$\{x_n\} \to x$ iff $\bigcap_{n=1}^\infty K_n = \{x\}$

Question

Let $\{x_n\}$ be a sequence in $\mathbb{R}^k$ and let $K_n$ be the intersection of all closed convex sets that contain $x_m$ for all $m \ge n$. How do I show that $\{x_n\}$ converges to $x$ if and only $\bigcap_{n=1}^\infty K_n = \{x\}$?

Answer 1

We first demonstrate that if $\{x_n\}$ converges to $x$, then $\bigcap_{n=1}^\infty K_n = \{x\}$. For $\epsilon > 0$, let $N$ be large enough such that $n > N$ implies $|x_n - x| < \epsilon$. Then for all $n > N$, we have that the set $T_\epsilon = \{(y_1, \dots, y_n) \text{ }|\text{ }|x_i - y_i| \le \epsilon \text{ }\forall i\}$ is clearly a closed convex set containing $x_n$ for all $n > N$. It follows then, that $$\bigcap_{n=1}^\infty K_n \subset \bigcap_{\epsilon \in \mathbb{R}^+} T_\epsilon = \{x\}.$$We also note that since $x_n \to x$, and $K_n$ contains $x_m$ for $m \ge n$, $K_n$ has a sequence converging to $x$, so $x \in K_n$ for all $n$, and the result follows.

We now demonstrate if $\bigcap_{n=1}^\infty K_n = \{x\}$, then $\{x_n\} \to x$. We note that for any $\epsilon > 0$ the sphere $S_\epsilon(x) := \{y \text{ }|\text{ }d(x, y) = \epsilon\}$ is covered by finitely many of the sets $K_n^c$, and since $K_{n+1} \subset K_n$, $K_{n+1}^c \supset K_n^c$, we see that in fact $S_\epsilon(x)$ is contained in $K_n^c$ for some $n$. Fix such an $n$, and from now on assume $m > n$. $S_\epsilon(x) \subset K_m^c$. Thus $K_m$ is covered by two disjoint open sets, namely $\{y \text{ }|\text{ }|x - y| < \epsilon\}$ and $\{y\text{ }|\text{ }|x-y| > \epsilon\}$. Since $K_m$ is convex, $K_m$ is connected, it cannot intersect both of these open sets. Since $x \in K_m$, we conclude $K_m \subset N_\epsilon(x)$ for $m > n$, whence $|x_m - x| < \epsilon$ for $m > n$, and the result follows.

Answer 2

Let ${\cal H_x}$ be the set of closed halfspaces containing $x$ in their interior. Hahn Banach shows $\cap_{H \in {\cal H_x}} = \{x\}$. Suppose $x_n \to x$, and select $H \in {\cal H_x}$. Then there is some $N$ such that $x_n \in H$ for all $n \ge N$ and so we have $K_n \subset H$ for all $n \ge N$. Consequently, $\cap_n K_n \subset H$. Hence we have $\cap_n K_n \subset \cap_{H \in {\cal H_x}} = \{x\}$. Since the $K_n$ are closed, we have $x \in K_n$ for all $n$, hence $\{x\} \subset K_n$, from which we have $\cap_n K_n = \{x\}$.

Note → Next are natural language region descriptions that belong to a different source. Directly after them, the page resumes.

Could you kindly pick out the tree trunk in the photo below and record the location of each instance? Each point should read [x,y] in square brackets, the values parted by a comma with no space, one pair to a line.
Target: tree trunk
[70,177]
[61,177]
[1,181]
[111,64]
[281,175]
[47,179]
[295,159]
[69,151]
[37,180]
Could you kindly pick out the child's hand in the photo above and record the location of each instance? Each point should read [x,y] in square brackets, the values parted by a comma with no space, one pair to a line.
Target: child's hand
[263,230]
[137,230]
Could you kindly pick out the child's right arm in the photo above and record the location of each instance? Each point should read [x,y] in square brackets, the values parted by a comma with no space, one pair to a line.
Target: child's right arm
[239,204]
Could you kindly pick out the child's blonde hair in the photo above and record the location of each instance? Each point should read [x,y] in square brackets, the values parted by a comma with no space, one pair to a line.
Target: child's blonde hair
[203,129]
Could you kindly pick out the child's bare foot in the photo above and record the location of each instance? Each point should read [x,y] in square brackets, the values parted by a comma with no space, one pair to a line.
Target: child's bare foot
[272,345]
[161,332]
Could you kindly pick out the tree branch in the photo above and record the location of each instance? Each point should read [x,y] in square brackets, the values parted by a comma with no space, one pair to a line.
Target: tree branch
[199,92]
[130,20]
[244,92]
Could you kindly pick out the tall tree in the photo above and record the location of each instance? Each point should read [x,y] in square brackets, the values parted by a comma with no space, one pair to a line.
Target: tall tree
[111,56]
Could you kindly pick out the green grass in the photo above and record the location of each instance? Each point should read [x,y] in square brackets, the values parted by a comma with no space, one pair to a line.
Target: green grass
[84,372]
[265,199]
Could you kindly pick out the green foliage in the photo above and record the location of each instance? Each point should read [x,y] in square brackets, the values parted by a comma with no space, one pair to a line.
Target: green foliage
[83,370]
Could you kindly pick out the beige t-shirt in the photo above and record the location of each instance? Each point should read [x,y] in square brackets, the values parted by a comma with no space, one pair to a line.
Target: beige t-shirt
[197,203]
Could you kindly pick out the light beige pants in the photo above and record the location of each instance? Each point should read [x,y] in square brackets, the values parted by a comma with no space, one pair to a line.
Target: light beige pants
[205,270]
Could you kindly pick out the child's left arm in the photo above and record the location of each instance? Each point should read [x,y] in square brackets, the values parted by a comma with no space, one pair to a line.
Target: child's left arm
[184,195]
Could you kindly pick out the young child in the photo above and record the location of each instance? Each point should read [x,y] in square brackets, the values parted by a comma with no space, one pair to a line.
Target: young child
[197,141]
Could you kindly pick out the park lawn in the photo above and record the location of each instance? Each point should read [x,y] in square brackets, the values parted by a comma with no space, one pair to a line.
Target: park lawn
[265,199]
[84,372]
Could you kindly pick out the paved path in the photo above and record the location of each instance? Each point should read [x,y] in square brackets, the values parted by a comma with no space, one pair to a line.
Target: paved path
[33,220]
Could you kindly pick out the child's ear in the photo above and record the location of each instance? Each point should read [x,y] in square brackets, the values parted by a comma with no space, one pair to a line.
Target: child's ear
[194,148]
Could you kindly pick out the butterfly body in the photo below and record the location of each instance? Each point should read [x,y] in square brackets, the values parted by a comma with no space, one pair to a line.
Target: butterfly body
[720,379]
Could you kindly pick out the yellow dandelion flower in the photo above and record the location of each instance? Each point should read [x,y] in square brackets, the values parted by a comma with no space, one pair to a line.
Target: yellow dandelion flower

Note that if we have points $y_n \in K_n$ and $y_n$ has some accumulation point $y$, then we must have $y \in K_n$ since the $K_n$ are closed and nested, and hence $y \in \cap_n K_n$.

Now suppose $\cap_n K_n = \{x\}$. Let $\epsilon>0$ and let $C= \bar{B}(x,\epsilon)$. Then I claim that $K_n \subset C$ for some $n$. If not, then choose $c_n \in C \setminus K_n$. By convexity, $y_n = x+ {1 \over \|c_n-x\|} (c_n-x) \in K_n$ (note that $\|c_n-x\| >1$) and $\|y_n-x\|=1$. Hence $y_n$ has an accumulation point $y$, and we have $y \in \cap_n K_n$. Since $\|y-x\| =1$, this is a contradiction. Hence there is some $n$ such that $K_n \subset C$. It follows that $x_n \to x$.

To see why the latter doesn't work in infinite dimensions, consider the sequence $0,e_2,0,e_3,0,e_4,...$ in $l^2$. Let $K_n = \overline{\operatorname{co}} \{ x_k \}_{k \ge n}$, and note that $\{ x_k \}_{k \ge 2n} \subset \overline{\operatorname{sp}}\{e_n, e_{n+1},... \}$. It follows that $\cap_n K_n = \{0\}$, but $x_n \not\to 0$.